While I believe Lee is clearly the frontrunner, he’s going to be seriously challenged. At this point, Isom is probably the strongest of Lee’s possible GOP opponents. But it’s very early.

Lee is a solid conservative, a champion for limited government, low taxes and constitutional principles. While he’s a strong conservative, he’s not given to name-calling and harsh rhetoric against his liberal opponents, like some of his more combative conservative associates.

Like many conservatives, Lee didn’t initially like Donald Trump and he fought his nomination. But once Trump was in office Lee generally supported Trump’s conservative policies and became one of the president’s defenders, although he differed with the president on a few occasions. He especially liked Trump’s judicial nominations.

Lee does not have an especially warm and outgoing personality and, in speeches and debates, he can sometimes sound rather scholarly and legalistic. His approval ratings have not been great over the years. The average Utahn may have a hard time relating to him.

But Lee will be strongly supported by the National Republican Senatorial Committee and by conservative PACS like Club for Growth. He will have plenty of money to run an aggressive re-election campaign. And most strong Trump supporters will likely be with him.

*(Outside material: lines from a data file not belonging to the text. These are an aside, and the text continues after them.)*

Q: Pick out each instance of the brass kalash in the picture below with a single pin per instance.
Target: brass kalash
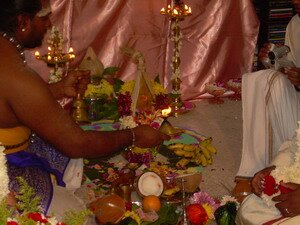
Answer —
(56, 59)
(176, 11)
(166, 127)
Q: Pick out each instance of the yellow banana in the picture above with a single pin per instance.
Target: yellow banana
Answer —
(203, 160)
(205, 152)
(184, 153)
(189, 148)
(206, 142)
(209, 161)
(176, 146)
(211, 149)
(182, 163)
(171, 191)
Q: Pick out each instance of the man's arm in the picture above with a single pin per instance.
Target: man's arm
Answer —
(34, 106)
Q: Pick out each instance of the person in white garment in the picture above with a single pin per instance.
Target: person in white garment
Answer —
(279, 208)
(270, 101)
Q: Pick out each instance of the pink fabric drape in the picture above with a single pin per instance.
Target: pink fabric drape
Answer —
(218, 40)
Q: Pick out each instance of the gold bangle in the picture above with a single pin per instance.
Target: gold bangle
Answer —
(133, 137)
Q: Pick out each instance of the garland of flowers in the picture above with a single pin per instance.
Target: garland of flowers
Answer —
(3, 174)
(55, 40)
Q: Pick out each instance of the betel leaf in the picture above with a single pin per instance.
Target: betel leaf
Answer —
(117, 85)
(110, 70)
(225, 215)
(156, 79)
(167, 215)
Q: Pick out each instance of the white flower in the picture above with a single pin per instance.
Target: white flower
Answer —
(227, 198)
(4, 180)
(127, 122)
(52, 220)
(268, 200)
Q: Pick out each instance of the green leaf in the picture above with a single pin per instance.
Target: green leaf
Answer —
(117, 85)
(110, 70)
(156, 79)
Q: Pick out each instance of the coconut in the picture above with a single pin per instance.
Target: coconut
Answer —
(150, 183)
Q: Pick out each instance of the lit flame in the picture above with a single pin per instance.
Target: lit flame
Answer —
(37, 55)
(166, 112)
(175, 12)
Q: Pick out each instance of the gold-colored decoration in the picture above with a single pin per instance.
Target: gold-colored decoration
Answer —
(55, 57)
(166, 127)
(176, 12)
(79, 110)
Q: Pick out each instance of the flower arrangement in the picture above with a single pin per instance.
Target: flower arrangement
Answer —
(114, 99)
(225, 214)
(167, 215)
(201, 208)
(28, 212)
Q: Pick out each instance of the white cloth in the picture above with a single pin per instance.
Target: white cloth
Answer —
(73, 173)
(270, 109)
(292, 39)
(64, 200)
(270, 115)
(253, 210)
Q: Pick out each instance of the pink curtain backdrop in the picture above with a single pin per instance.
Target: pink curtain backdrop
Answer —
(218, 40)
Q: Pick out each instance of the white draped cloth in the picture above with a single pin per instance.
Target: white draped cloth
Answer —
(270, 109)
(254, 210)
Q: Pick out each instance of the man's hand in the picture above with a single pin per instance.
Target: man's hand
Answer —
(263, 52)
(258, 180)
(75, 82)
(293, 74)
(146, 136)
(289, 204)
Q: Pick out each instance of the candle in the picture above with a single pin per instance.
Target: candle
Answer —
(37, 55)
(175, 12)
(166, 112)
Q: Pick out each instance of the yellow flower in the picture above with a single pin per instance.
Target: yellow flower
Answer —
(127, 87)
(133, 215)
(104, 88)
(138, 150)
(157, 88)
(209, 210)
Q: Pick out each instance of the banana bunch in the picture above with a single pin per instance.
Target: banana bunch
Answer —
(200, 154)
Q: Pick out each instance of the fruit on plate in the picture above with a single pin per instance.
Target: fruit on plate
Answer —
(150, 183)
(151, 203)
(200, 154)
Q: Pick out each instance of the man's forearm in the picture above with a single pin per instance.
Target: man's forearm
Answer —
(56, 90)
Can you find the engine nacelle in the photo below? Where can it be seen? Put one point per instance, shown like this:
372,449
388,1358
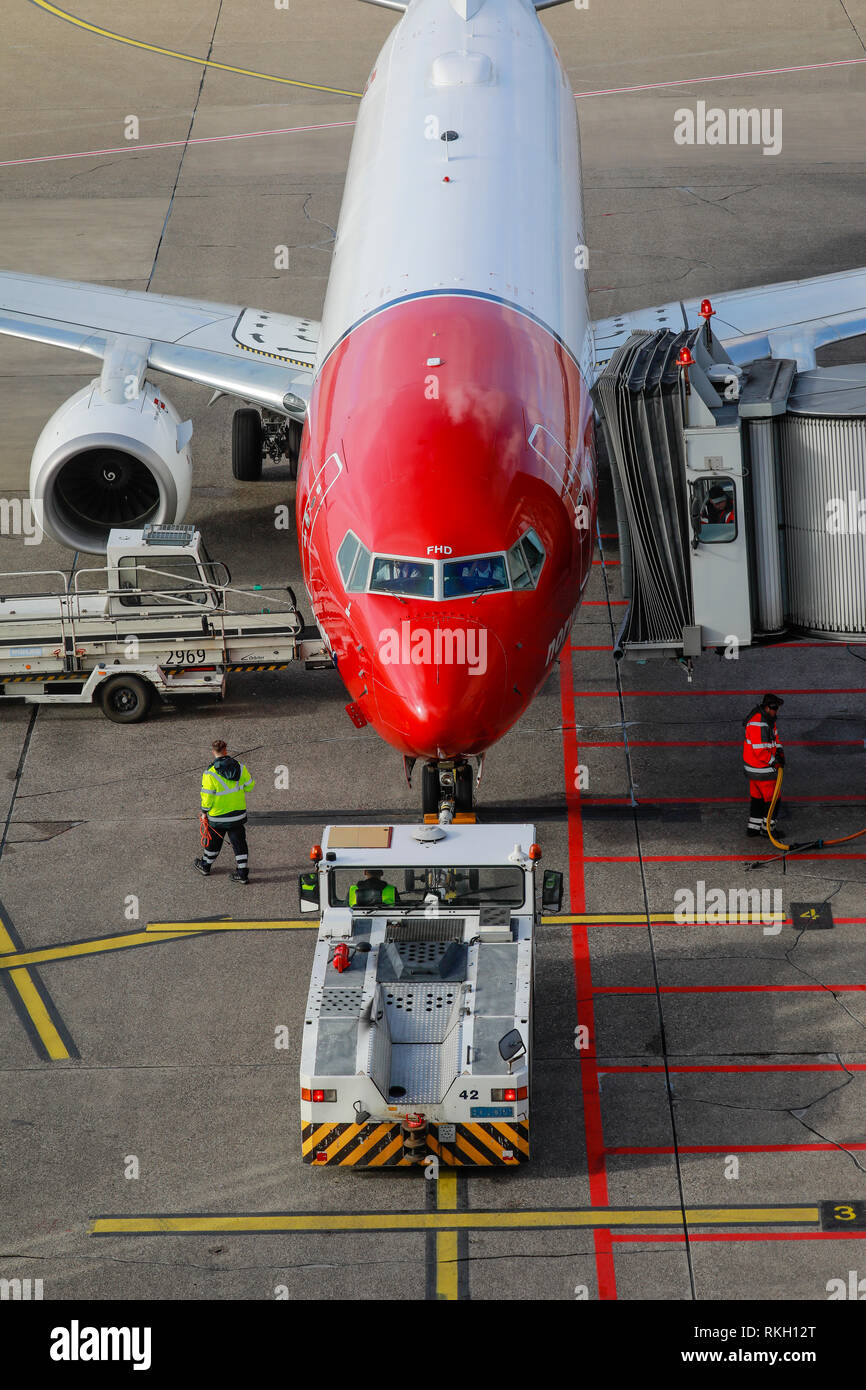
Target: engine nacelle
103,463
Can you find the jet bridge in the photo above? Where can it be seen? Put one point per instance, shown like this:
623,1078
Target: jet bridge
740,495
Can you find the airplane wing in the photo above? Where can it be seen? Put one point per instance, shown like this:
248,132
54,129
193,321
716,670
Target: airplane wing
252,353
787,320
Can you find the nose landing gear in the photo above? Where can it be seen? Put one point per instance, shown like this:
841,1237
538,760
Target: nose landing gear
446,787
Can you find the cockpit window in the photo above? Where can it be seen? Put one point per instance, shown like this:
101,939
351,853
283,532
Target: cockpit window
353,560
526,560
413,578
474,576
534,552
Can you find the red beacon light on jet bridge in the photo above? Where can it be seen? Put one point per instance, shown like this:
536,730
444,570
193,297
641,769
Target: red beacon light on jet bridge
684,362
706,313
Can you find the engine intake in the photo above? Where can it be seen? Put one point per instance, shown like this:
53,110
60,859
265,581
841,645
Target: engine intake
100,463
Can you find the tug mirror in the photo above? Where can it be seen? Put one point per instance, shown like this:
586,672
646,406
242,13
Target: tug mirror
512,1045
552,891
307,891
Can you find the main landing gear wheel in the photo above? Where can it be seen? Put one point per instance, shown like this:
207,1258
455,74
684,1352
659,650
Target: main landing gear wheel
430,790
463,787
125,699
246,445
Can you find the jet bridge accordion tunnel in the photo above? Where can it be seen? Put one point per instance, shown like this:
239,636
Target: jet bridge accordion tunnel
740,495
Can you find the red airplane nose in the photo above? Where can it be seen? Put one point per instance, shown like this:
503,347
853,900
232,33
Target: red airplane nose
441,687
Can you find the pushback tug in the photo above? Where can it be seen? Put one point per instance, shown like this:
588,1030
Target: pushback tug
419,1025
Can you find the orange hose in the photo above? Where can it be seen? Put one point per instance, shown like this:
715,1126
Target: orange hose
841,840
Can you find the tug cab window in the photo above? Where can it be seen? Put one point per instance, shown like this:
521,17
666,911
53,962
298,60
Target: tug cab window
713,508
353,563
410,578
526,560
474,574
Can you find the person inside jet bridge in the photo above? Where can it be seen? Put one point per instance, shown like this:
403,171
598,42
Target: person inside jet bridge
719,508
373,891
762,756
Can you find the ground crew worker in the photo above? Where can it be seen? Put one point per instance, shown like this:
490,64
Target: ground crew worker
762,756
373,891
224,786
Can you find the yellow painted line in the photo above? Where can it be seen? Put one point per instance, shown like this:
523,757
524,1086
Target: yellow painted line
446,1265
97,945
182,57
39,1015
34,1004
446,1240
181,929
587,1216
659,919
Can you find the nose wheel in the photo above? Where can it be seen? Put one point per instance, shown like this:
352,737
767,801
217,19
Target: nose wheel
446,787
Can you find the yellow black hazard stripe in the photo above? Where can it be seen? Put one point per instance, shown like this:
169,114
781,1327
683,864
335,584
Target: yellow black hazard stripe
381,1144
275,356
483,1144
43,676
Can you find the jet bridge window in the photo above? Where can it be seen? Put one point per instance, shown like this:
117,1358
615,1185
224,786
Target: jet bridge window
526,560
412,578
713,506
474,574
353,562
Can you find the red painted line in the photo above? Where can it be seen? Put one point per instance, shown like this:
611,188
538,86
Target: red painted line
729,742
720,77
702,859
816,690
627,1237
583,983
659,926
738,1068
605,1268
709,801
740,1148
730,988
132,148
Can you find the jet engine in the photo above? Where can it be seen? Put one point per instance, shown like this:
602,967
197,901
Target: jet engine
104,460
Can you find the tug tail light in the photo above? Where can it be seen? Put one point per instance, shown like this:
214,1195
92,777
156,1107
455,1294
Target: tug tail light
510,1093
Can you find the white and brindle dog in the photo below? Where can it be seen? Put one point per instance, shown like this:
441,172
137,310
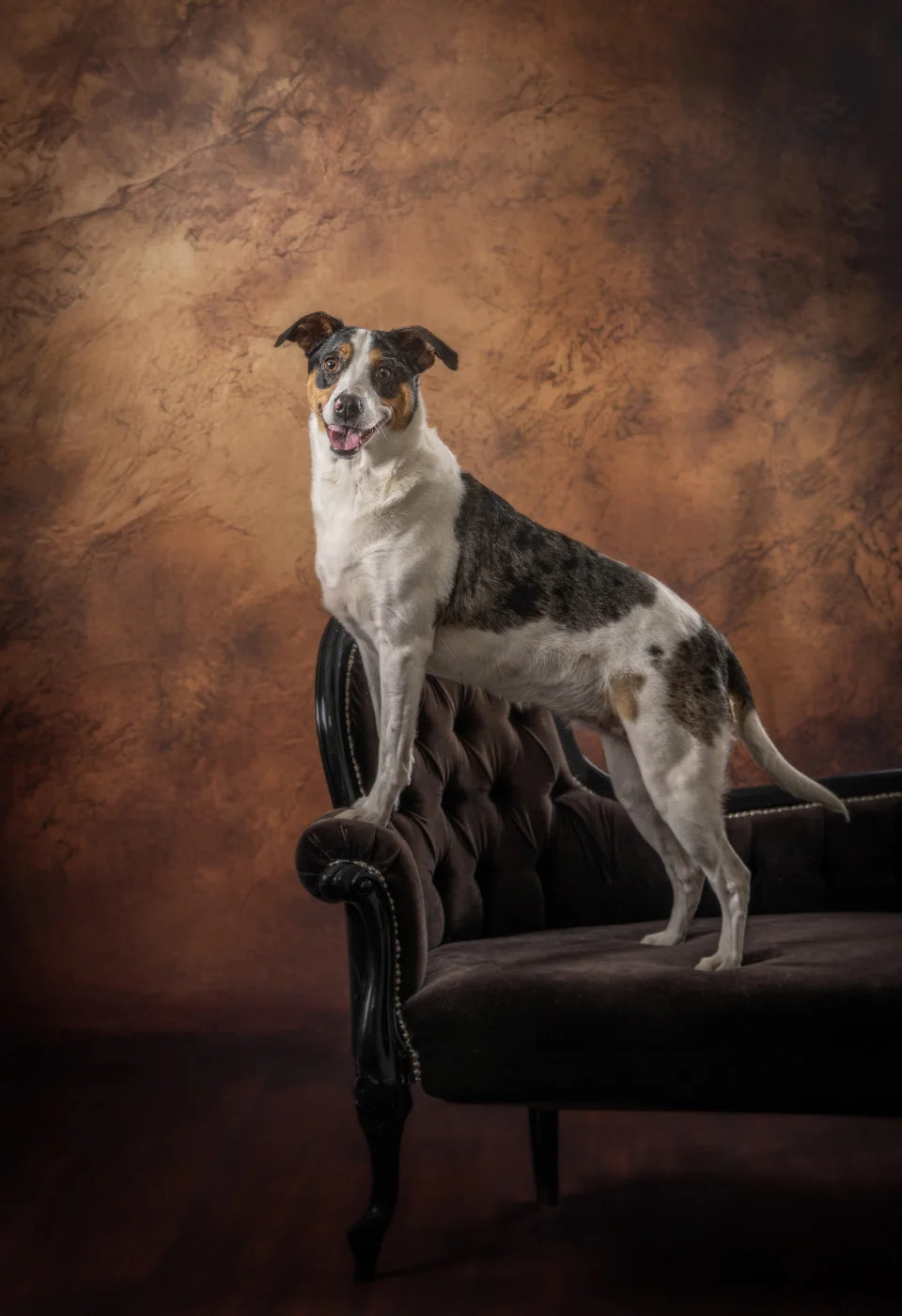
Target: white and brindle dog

Isom has 27 years of experience in the political and communications worlds, focusing on strategy, policy, communications, branding, public engagement and campaign management.

She worked for Gov. Gary Herbert for three years as his deputy chief of staff, communications director and spokesperson. Then she worked for six years in the public affairs department of The Church of Jesus Christ of Latter-day Saints in a number of positions, including director, global identity and messaging; director, family and community relations; and senior manager for public affairs strategic initiatives. Isom is currently working as chief strategy and marketing officer for the high-tech firm EVOQ Nano.

Meanwhile, it’s worth keeping an eye on Henry Eyring, a young but very smart and capable political newcomer. He’s a business management accountant and academic who has worked with nonprofits, including University of Utah Health Care on improving quality and reducing costs in the public sector. He’s the grandson of Pres. Henry Eyring, who is in the first presidency of The Church of Jesus Christ of Latter-day Saints. After spending some time abroad teaching at the London School of Economics and Political Science, Eyring is expected to return home and seriously test the waters.

Isom, Eyring and Edwards would all likely be viewed as more moderate than Lee. But all would call themselves conservatives, more in the mold of Congressman Blake Moore, Sen. Mitt Romney and Congressman John Curtis. You could make the argument that half of Utah’s members of Congress are fairly moderate. And, of course, Gov. Spencer Cox is viewed as a moderate.

So, it’s certainly not unprecedented for a Utah moderate to win a Utah congressional seat or major office. However, it’s very important to remember that none of the aforementioned defeated an incumbent. That’s a critical distinction.

Upsetting Lee in the Republican primary will be immensely difficult, especially if a handful of moderate candidates split the moderate vote.